13. The medical device of claim 4, wherein the opposing polarity electrodes comprise at least part of a wall of the member defining the flow channel.

14. The medical device of claim 1, wherein the non-round cross-section is characterized by a major and minor axis, further comprising opposing polarity electrodes about opposing sides of the major axis.

15. The medical device of claim 1, wherein the non-round cross-section is characterized by a major and minor axis, further comprising an energy emitter disposed on at least one side of the minor axis, the energy emitter selected from the group comprising a resistive heater, a light source, and LED, a microwave source and an ultrasound source.

16. The medical device of claim 1, wherein the non-round cross-section has a major axis and a minor axis, and wherein the major axis is greater than the minor axis by at least 200%.

17. The medical device of claim 1, wherein the member has an axial length of at least 1 mm.

18. The medical device of claim 1, further comprising a cannula coupleable to the flow channel, at least a portion of the cannula being introducible into a bone and configured to direct the flow of bone cement into the bone.

19. A medical device for applying energy to a bone cement comprising:

a member with a flow channel extending therethrough;

a bone cement source coupleable to the flow channel; and

at least one energy emitter operatively coupled to the member and configured to apply energy to bone cement in the flow channel;

wherein an interior surface of the flow channel comprises a material that limits cement flow turbulence.

20. The device of claim 19, wherein at least a portion of the flow channel has a non-round cross section.

21. The device of claim 20, wherein the portion of the flow channel having a non-round cross section further comprises the material that limits cement flow turbulence.

22. The device of claim 19, wherein the material increases laminar flow.

23. The device of claim 19, wherein the material has a static coefficient of friction of less than 0.5.

24. The device of claim 19, wherein the material is selected from the group comprising PTFE (Polytetrafluoroethylene), PFA (Perfluoroalkoxy), FEP (Fluorinatedethylenepropylene), ECTFE (Ethylenechlorotrifluoroethylene), ETFE, Polyethylene, Polyamide, PVDF, Polyvinyl chloride and silicone.

25. The device of claim 19, wherein the material is a polymer.

26. The device of claim 19, wherein the material is a ceramic.

27. The device of claim 19, wherein the material is ultrahydrophobic, hydrophilic, oleophobic, and oleophilic.

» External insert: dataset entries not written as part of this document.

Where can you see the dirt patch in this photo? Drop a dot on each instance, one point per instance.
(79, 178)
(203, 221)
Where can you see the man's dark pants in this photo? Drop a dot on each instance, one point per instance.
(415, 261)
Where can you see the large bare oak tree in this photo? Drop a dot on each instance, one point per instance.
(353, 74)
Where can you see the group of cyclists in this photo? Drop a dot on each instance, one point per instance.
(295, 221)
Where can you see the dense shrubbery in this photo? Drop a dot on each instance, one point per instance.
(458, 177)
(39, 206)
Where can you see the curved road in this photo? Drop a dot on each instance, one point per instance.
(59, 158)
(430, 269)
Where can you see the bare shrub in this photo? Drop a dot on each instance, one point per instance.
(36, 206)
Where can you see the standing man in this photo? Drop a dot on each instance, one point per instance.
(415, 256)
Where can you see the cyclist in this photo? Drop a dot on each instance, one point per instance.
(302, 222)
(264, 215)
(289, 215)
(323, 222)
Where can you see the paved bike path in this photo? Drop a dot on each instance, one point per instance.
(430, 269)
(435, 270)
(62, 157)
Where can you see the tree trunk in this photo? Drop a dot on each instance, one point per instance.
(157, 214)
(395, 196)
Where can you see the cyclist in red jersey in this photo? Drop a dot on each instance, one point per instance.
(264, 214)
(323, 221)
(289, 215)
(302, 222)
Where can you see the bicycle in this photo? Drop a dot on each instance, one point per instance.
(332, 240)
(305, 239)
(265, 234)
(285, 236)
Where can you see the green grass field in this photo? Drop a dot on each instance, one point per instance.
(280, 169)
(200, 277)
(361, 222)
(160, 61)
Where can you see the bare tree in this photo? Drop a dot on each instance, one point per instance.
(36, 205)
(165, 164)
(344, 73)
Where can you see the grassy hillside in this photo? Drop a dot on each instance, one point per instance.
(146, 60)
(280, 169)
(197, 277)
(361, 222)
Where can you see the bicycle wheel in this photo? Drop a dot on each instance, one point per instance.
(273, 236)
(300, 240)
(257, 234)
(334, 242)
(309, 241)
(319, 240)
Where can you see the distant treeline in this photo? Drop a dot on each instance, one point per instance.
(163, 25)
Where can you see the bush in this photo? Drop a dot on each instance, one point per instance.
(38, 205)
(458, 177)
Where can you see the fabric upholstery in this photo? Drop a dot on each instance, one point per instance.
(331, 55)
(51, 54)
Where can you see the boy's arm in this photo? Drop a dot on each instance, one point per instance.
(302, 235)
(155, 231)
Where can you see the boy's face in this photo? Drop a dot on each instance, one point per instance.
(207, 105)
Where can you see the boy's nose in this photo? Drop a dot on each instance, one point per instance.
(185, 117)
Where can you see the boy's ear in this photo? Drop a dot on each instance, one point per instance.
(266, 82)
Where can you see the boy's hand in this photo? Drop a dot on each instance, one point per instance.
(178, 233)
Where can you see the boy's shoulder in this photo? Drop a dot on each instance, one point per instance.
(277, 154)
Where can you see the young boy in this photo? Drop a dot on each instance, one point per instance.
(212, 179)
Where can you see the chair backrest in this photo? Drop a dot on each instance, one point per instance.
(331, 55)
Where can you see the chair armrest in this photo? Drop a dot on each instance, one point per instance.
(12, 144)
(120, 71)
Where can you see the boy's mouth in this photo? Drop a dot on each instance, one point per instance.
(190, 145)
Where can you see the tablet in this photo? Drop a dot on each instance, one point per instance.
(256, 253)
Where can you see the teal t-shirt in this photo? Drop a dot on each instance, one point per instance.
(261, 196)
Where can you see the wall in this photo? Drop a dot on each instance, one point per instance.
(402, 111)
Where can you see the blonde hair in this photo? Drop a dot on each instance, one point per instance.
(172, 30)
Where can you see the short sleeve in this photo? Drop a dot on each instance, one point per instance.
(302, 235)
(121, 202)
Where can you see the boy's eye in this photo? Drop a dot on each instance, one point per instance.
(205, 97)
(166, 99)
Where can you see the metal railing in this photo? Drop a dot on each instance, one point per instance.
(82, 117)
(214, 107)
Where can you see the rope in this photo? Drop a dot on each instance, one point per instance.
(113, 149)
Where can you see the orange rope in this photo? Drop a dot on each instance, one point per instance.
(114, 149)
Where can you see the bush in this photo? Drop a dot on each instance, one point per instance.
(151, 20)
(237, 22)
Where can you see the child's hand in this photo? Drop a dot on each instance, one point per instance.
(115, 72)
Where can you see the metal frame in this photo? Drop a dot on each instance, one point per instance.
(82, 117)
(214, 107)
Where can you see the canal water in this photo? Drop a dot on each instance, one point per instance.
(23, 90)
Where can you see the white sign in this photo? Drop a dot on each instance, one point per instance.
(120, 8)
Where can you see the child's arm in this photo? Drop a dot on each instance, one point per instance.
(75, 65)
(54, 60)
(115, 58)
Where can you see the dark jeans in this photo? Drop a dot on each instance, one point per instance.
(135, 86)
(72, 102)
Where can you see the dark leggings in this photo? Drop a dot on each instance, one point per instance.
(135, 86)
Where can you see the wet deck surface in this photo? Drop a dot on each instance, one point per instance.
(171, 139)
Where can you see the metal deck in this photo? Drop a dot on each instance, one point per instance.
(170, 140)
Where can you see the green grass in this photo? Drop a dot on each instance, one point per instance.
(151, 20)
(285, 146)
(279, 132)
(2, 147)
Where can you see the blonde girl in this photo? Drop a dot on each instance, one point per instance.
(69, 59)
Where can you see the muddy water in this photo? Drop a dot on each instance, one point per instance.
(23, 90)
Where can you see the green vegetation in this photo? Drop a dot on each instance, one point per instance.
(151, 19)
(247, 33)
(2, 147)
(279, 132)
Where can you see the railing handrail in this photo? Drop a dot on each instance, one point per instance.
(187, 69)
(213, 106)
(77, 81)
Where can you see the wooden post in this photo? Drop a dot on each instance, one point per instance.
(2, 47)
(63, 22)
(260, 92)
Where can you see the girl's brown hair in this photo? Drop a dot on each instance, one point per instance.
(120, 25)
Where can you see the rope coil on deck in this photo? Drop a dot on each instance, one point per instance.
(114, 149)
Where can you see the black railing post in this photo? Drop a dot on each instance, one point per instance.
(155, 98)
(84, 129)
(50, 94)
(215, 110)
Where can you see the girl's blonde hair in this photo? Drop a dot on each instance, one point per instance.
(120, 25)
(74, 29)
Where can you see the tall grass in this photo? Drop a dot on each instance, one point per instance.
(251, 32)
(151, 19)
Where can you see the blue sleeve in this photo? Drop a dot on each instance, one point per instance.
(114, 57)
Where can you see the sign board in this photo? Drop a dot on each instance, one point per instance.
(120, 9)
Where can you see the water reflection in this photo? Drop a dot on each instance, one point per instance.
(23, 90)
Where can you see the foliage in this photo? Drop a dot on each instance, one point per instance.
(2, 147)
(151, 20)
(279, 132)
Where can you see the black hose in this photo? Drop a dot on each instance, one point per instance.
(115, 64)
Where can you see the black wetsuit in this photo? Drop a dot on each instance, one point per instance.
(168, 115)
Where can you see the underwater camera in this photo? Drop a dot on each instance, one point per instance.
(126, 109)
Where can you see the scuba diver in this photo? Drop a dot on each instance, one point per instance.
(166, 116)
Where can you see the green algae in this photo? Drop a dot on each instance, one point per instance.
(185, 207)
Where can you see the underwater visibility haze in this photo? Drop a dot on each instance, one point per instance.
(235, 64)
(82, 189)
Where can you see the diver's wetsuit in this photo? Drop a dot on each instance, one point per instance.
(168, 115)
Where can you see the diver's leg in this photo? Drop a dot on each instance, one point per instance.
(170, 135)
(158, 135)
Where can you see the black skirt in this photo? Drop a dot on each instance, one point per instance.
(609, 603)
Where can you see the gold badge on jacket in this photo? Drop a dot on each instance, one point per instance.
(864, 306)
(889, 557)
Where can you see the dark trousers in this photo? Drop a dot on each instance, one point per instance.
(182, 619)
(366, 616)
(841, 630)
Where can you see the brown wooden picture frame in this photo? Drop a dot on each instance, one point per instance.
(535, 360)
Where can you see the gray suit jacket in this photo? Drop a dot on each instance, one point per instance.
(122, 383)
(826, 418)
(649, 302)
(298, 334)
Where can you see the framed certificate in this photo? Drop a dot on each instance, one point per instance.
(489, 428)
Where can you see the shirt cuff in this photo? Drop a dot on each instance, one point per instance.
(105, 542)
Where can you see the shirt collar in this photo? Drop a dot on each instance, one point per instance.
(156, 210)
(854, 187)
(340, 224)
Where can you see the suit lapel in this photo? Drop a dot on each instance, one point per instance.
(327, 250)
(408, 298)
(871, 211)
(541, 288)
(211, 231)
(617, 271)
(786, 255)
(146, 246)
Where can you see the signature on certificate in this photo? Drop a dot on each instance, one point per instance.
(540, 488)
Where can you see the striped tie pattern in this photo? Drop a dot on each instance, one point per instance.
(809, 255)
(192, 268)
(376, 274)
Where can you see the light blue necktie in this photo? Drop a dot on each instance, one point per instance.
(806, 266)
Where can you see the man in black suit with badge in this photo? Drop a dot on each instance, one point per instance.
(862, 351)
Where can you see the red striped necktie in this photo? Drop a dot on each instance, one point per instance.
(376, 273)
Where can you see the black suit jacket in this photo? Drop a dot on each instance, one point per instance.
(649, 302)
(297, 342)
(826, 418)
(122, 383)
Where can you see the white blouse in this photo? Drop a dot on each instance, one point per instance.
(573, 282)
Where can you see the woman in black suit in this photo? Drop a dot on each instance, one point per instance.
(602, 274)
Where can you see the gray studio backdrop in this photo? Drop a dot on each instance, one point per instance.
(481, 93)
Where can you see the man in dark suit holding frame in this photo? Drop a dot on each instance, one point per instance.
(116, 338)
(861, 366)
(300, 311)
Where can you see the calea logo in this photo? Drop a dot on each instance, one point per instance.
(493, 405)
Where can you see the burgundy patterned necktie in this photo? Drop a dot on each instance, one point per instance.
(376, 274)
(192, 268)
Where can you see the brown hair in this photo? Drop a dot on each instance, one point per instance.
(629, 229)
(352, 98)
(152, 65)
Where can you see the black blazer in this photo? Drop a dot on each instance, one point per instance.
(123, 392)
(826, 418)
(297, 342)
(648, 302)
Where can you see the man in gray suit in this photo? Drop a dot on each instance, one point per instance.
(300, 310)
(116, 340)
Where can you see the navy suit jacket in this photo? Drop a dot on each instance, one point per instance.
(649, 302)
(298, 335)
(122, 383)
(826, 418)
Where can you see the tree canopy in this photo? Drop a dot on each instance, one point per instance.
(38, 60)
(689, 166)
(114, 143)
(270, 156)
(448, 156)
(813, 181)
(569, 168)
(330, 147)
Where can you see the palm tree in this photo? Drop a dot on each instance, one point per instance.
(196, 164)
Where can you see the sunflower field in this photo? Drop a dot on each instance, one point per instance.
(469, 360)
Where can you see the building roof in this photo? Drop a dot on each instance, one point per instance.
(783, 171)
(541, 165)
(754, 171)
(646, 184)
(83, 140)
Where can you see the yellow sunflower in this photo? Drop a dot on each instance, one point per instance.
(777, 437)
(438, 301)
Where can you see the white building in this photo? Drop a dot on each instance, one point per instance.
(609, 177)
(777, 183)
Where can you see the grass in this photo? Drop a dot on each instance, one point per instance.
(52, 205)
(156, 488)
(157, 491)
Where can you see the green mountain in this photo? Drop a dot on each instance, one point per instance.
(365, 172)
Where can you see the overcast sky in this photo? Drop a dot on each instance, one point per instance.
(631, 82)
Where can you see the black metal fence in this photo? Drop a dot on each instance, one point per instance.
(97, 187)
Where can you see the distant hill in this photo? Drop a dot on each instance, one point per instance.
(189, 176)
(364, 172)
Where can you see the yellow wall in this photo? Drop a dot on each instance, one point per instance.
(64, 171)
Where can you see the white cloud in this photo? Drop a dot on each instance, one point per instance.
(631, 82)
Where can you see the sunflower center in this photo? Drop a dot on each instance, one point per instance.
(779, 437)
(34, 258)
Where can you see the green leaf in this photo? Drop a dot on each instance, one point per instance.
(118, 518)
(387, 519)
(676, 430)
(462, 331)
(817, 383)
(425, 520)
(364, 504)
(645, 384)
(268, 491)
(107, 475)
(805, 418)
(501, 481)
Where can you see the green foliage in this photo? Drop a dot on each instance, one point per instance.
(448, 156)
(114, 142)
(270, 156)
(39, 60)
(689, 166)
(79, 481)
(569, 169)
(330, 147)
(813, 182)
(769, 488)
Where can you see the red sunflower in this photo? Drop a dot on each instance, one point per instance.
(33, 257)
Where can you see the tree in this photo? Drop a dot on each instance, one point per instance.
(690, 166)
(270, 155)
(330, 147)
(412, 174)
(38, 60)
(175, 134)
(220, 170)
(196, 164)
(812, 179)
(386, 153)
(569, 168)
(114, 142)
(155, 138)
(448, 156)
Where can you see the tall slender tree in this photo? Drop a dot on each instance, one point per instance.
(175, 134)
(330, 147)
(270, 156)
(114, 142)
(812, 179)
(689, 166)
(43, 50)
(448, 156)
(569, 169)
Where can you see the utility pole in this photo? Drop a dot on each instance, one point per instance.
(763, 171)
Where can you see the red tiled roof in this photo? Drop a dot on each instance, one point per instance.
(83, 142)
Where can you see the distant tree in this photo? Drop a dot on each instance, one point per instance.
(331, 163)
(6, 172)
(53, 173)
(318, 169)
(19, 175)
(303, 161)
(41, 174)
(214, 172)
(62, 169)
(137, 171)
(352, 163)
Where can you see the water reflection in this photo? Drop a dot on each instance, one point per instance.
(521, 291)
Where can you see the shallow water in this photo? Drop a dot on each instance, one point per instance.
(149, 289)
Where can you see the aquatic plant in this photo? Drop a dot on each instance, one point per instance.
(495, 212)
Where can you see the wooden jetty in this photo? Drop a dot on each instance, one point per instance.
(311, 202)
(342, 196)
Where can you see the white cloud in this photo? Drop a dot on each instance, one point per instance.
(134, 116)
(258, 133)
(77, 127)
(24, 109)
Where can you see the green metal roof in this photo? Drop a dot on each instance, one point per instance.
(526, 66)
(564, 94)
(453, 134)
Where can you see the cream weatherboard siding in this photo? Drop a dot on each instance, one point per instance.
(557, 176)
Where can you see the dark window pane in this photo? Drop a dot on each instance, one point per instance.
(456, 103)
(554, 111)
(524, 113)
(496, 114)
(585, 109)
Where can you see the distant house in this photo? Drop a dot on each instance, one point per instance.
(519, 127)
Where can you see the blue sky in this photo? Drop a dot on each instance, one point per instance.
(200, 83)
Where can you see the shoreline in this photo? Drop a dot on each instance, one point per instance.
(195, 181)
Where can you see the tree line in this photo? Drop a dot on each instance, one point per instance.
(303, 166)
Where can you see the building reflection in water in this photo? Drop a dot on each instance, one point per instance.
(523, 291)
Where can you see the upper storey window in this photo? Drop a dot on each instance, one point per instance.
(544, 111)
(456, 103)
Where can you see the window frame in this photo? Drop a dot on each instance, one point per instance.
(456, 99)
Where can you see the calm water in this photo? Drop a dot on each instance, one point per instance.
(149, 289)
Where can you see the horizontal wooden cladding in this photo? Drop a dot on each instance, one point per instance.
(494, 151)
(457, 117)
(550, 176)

28. The device of claim 19, wherein a surface of the material has a wetting contact angle greater than 70°.

29. The device of claim 19, wherein a surface of the material surface has an adhesive energy of less than 100 dynes/cm.

30. The device of claim 19, wherein an energy emitter is selected from the group comprising a resistive heater, at least one electrode coupled to an electrical source, a light source, an LED, an ultrasound waveguide and microwave antenna.